3.    While the oven is heating, mince the ginger, chop the tarragon and chives and clean & de-vein the shrimp. Also measure out all of the other ingredients and set aside.
4.    When the oven is heated, place the corn on a baking sheet and roast for 15 minutes.
5.    In the meantime, add the coconut milk and clam juice to a small 1 or 2 quart pot and slowly bring to a boil on medium-low heat. Add the minced ginger and the curry powder.
6.    When the corn is done, puree it and whisk it into the broth.
7.    Add the shrimp and let cook slowly until pink, keep warm on very low heat.
8.    Add most of the chopped tarragon and chives to the broth, reserving a little for garnish.
9.    Season both sides of the fish with Kosher Salt.
10.    Heat a heavy stainless steel sauté pan on high, add olive oil to the pan and heat on high until it shimmers.
11.    Slowly add the fish fillets, skin side down. The fish will buckle up, so push it down for a few seconds to keep it flat. Cook for 2 minutes and turn.
12.    Continue cooking for 4 more minutes, shutting the heat for the last minute. Note
13.    While the fish is cooking in step 12, spoon the shrimps and broth into bowls.
14.    Add the fish fillets when done, skin side down and sprinkle the remaining tarragon and chives over them.
15.    Serve immediately with hot, crispy French bread to soak up the broth.

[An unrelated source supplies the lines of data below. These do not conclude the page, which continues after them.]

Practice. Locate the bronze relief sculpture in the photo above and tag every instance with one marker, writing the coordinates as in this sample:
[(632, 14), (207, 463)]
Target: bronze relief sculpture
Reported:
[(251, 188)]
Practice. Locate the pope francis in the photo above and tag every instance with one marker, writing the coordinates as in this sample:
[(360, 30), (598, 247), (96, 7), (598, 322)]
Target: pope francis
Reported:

Note: This cooking time is predicated on using Black Sea Bass, which is about ½ to ¾ of an inch thick. If using Striped Bass or any thicker fish, increase the cooking time accordingly.

Please see On Tour With The Literate Chef-Bermuda, Part II

On Tour with The Literate Chef – Bermuda, Part II

In General Articles on May 22, 2012 at 8:08 PM

Continued from Part I

Day Two greeted us with sunshine, a light breeze and cheerful birdsong at the complimentary Royal Palms breakfast. However, our high expectations for the day, which included a round of golf at The Mid-Ocean Club for Colin, Bernadette and Bob, a ferry ride to St. George’s and getting swizzled at the Swizzle Inn for Betty, Cathie and me, as well as dinner for all at Tom Moore’s Tavern, were to be quickly dashed by the onset of what would turn out to be a 12 hour storm.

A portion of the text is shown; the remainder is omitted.